Remembering Rogers Ragavan of BC
Mail & Guardian
|M&G 07 November 2025
At the University of Natal’s “Non-European”section, Rogers Ragavan was active in student politics and leadership of Nusas
During the turbulent years of the 1960s and 1970s, when South Africa's campuses were alive with protest and apartheid's repression was tightening its grip, hundreds of young scholars fled into exile across Africa and beyond. Among them was Durban-born Chengiah "Rogers" Ragavan, a student leader and later an exile academic whose life embodied courage, intellect, and conviction. He passed away recently at the age of 95.
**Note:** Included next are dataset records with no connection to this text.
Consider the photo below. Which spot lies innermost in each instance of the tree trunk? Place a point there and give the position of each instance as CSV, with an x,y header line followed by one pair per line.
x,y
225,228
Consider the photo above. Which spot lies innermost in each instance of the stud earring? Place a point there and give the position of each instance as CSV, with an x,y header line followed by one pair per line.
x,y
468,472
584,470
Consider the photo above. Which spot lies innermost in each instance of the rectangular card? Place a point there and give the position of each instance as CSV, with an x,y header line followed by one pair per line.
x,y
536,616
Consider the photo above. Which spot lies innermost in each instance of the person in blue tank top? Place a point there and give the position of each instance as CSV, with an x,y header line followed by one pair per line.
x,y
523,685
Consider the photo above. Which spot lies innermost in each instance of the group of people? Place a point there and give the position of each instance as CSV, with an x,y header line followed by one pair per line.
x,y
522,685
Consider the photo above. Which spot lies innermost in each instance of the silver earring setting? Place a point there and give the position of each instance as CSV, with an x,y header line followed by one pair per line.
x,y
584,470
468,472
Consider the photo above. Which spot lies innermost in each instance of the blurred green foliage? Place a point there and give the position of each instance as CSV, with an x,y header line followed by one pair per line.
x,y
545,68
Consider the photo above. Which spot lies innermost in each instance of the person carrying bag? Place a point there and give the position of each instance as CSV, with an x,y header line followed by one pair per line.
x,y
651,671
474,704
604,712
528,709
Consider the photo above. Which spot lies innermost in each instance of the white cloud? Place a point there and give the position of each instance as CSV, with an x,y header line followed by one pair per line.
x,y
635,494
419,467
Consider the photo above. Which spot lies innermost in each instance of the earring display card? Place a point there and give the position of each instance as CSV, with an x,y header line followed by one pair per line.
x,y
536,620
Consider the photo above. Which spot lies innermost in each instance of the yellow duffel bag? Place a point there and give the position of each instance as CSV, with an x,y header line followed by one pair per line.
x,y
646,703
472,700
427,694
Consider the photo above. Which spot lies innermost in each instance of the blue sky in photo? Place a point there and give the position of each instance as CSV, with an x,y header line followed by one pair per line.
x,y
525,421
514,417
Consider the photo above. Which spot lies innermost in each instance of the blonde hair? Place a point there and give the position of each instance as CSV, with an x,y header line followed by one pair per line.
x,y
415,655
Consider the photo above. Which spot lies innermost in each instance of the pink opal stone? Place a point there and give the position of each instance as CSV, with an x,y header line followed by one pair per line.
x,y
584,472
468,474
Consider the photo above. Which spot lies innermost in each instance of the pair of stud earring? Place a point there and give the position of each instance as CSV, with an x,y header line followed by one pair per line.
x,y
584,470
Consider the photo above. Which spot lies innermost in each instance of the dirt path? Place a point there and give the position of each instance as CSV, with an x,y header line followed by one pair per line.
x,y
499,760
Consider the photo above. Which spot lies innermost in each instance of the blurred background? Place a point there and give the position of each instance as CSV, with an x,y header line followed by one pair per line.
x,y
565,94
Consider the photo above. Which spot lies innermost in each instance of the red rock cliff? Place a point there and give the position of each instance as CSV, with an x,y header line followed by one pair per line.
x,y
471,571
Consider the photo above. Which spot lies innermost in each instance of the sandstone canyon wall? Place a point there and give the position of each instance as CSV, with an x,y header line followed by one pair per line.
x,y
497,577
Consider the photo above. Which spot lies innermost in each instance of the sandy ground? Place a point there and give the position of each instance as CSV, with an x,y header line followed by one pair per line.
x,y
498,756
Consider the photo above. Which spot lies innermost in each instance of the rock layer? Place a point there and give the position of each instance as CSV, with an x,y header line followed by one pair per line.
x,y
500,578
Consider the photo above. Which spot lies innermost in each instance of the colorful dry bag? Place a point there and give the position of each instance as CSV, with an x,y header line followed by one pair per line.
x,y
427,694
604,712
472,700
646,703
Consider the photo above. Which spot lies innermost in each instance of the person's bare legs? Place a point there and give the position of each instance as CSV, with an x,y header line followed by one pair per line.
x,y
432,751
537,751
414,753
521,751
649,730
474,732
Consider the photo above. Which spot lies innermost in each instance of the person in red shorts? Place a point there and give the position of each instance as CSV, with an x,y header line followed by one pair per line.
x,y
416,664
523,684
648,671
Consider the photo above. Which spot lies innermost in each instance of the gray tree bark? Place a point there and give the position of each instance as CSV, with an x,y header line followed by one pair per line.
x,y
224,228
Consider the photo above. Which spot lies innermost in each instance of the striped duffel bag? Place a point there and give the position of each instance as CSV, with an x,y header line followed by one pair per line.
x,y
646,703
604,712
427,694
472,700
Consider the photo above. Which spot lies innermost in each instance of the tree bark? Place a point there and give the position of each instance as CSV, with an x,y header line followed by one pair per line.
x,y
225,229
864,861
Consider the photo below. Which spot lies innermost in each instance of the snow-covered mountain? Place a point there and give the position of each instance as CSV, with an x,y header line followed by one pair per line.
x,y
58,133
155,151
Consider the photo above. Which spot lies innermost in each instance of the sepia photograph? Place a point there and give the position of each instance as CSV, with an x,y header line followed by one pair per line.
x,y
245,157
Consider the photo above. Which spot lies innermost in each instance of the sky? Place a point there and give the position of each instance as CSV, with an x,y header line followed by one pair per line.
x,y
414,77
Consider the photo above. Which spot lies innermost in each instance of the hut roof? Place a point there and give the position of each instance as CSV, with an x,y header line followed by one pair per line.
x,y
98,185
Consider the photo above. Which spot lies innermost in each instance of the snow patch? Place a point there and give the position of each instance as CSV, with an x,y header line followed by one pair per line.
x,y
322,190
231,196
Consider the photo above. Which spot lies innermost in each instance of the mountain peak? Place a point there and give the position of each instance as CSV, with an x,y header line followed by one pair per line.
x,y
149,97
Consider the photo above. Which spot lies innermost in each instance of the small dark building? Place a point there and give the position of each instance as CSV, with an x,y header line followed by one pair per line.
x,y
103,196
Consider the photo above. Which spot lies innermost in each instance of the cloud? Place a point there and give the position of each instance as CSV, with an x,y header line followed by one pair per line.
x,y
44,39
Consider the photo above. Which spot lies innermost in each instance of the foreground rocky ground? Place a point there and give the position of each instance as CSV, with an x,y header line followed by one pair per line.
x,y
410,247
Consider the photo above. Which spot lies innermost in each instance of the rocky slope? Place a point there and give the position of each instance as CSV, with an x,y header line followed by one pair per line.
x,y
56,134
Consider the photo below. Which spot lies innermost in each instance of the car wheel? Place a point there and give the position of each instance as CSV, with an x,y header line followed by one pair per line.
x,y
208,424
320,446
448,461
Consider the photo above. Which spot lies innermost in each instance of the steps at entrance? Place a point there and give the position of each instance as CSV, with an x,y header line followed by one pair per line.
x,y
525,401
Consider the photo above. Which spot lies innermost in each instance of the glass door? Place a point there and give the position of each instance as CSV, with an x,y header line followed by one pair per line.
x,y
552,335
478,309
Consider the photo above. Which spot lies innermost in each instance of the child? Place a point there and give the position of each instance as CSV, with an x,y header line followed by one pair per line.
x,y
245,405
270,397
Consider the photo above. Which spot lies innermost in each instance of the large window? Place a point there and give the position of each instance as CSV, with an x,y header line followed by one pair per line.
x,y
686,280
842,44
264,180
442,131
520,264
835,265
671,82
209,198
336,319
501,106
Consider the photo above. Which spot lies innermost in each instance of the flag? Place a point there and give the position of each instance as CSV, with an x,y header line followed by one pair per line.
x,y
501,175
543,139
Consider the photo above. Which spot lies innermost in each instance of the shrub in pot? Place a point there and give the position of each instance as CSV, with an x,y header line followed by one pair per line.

In exile, Ragavan was deeply shaken by the 12 September 1977 death in detention of his close friend and comrade, Steve Biko. The news reached him in London, where he had fled following years of police surveillance and political banning orders. For Ragavan, Biko's killing symbolised the cruelty of the apartheid state and renewed his determination to keep the struggle alive through scholarship, solidarity, and moral advocacy.
A year earlier, in the watershed year of 1976, Soweto's schoolchildren exploded into the streets in protests against apartheid's education policy. The aftermath was horrific and alerted the world to the Afrikaner regime's genocide: Upwards of 700, with the official figure of 176, were killed and thousands more were injured or detained, and some died in detention, and hundreds fled into exile - mainly into the arms of then banned [and exiled] ANC. The protests, triggered by the imposition of Afrikaans as a medium of instruction, led to widespread violence from 16 June 1976 to the rest of the black week when police reacted with tear gas and live ammunition.
The nationwide incident strengthened the resolve of the Biko-Ragavan generation of revolting students.